SharePoint 2010 and Adobe PDF
SharePoint does not do crawl PDFs out of the box.. here is how to get it to do it.
Download and install Adobe’s 64-bit PDF iFilter*1 http://www.adobe.com/support/downloads/detail.jsp?ftpID=4025
Download the Adobe PDF icon (select Small 17 x 17) http://www.adobe.com/misc/linking.html
Give the icon a name or accept the default: ‘pdficon_small.gif’
Save the icon (or copy to) C:\Program Files\Common Files\Microsoft Shared\Web Server Extensions\14\TEMPLATE\IMAGES
Edit the DOCICON.XML file to include the PDF icon
In Windows Explorer, navigate to C:\Program Files\Common Files\Microsoft Shared\Web Server Extensions\14\TEMPLATE\XML
Edit the DOCICON.XML file (I open it in NotePad, you can also use the built-in XML Editor)
Ignore the section <ByProgID> and scroll down to the <ByExtension> section of the file
Within the <ByExtension> section, insert <Mapping Key=”pdf” Value=”pdficon_small.gif” /> attribute. The easiest way is to copy an existing one – I usually just copy the line that starts <Mapping Key=”png”… and replace the parameters for Key and Value (see image below)
Save and close the file
Add PDF to the list of supported file types within SharePoint
In the web browser, open SharePoint Central Administration
Under Application Management, click on Manage service applications
Scroll down the list of service apps and click on Search Service Application
Within the Search Administration dashboard, in the sidebar on the left, click File Types
Click ‘New File Type’ and enter PDF in the File extension box. Click OK
Scroll down the list of file types and check that PDF is now listed and displaying the pdf icon.
Close the web browser
IISRESET twice
Perform a full crawl of your index. Note: An incremental crawl is not sufficient.
The Quick and Easy PS Way
Thanks to Johan Skoglund, what a legend, what a champion, link
# Configure-pdf-search.ps1
# johan@dgk.se, 2010-12-28
# http://itbloggen.se/cs/blogs/josko/
#
# This script adds the functionality to crawl and index content of pdf files in SharePoint 2010
# The script will:
# - download and install iFilter 9 x64 from Adobe
# - download and install the pdf icon from Adobe (including adding the pdf icon file to the docicons.xml file)

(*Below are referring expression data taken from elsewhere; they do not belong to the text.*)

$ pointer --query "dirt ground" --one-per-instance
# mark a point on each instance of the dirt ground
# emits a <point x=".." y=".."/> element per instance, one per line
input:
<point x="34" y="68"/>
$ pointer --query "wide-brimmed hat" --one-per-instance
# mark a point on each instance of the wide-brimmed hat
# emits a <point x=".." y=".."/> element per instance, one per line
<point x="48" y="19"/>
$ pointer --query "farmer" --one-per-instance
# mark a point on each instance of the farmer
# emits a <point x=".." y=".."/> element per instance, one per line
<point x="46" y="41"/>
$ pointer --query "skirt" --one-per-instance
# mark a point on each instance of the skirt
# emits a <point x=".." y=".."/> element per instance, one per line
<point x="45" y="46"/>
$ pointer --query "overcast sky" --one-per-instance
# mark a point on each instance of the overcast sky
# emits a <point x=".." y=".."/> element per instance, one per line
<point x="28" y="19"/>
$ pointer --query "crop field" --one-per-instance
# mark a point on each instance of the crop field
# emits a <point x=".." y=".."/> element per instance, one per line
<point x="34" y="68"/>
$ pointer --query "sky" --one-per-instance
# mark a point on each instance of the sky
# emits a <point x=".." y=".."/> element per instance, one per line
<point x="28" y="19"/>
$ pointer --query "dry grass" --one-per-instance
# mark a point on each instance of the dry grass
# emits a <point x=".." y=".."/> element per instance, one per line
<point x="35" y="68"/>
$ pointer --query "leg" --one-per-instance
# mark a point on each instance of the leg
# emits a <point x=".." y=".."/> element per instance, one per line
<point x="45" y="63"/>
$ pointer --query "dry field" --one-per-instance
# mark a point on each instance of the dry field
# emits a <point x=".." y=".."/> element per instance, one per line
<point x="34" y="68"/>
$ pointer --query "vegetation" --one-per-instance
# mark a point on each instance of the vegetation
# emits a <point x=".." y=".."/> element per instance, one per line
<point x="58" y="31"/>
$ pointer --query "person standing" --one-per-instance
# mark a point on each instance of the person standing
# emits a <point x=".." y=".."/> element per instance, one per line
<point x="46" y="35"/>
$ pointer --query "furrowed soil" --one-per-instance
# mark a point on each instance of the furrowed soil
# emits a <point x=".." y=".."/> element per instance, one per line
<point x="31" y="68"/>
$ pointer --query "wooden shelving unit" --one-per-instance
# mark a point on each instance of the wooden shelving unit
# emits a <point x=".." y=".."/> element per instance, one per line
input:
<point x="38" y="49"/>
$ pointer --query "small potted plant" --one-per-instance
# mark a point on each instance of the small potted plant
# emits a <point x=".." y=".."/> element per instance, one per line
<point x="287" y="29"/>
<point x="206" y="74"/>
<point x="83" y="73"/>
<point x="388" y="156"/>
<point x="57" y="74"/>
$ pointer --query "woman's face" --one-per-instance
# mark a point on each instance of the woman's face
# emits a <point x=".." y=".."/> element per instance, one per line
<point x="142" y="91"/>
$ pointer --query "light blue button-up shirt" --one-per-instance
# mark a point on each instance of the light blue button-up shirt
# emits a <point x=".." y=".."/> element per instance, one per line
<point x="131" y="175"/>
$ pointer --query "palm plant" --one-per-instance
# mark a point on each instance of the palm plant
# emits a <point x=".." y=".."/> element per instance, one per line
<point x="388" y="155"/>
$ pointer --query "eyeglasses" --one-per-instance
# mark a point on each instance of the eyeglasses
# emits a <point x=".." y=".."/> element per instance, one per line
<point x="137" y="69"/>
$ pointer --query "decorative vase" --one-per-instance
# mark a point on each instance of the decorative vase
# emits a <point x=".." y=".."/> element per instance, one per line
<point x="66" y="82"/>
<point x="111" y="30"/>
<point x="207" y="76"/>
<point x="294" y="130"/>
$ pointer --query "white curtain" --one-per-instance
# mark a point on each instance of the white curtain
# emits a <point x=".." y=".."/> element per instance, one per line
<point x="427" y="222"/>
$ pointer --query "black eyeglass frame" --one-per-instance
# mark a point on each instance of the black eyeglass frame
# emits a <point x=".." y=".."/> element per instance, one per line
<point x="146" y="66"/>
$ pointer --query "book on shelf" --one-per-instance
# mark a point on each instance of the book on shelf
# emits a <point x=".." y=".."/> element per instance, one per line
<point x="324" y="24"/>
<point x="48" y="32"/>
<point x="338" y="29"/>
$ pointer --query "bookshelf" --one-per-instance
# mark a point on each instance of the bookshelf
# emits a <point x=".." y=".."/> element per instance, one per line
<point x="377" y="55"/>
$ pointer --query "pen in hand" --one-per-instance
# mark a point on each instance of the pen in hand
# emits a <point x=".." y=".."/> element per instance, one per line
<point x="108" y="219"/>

# - add the pdf extension to the list of documents to be indexed to the Sharepoint 2010 Search Application
# - register pdf filter for SharePoint Search in the registry
# - restart the SP search service and IIS
#
# The script should be run on all indexing servers in the sharepoint farm to install the iFilter
# The account that runs this script needs to be SP Farm administrator and to have administrator privileges on all servers in the farm
# The script is tested and works fine on Windows Server 2008 R2 64-bit
#
# The Configure PDF iFilter for SharePoint 2010 process is documented in many places including:
# http://www.sharepointsharon.com/2010/03/sharepoint-2010-and-adobe-pdf/
# http://www.codeproject.com/KB/sharepoint/PDFiFIlterSharePoint2010.aspx
# http://www.adobe.com/support/downloads/detail.jsp?ftpID=4025
# http://www.adobe.com/special/acrobat/configuring_pdf_ifilter_for_ms_sharepoint_2007.pdf
# configuration
$tempfolder = "C:\temp"
# create the temp folder if it doesnt exist
Get-Item $tempfolder -ErrorVariable err -ErrorAction "SilentlyContinue" | Out-Null
if ([String]::IsNullOrEmpty($err) -eq $false){
new-item -type directory -path $tempfolder -ErrorVariable err -ErrorAction "SilentlyContinue" | Out-Null
$err = ""
}
function RestartIIS(){
$title = "Restart IIS"
$message = "Do you want to restart the local IIS?"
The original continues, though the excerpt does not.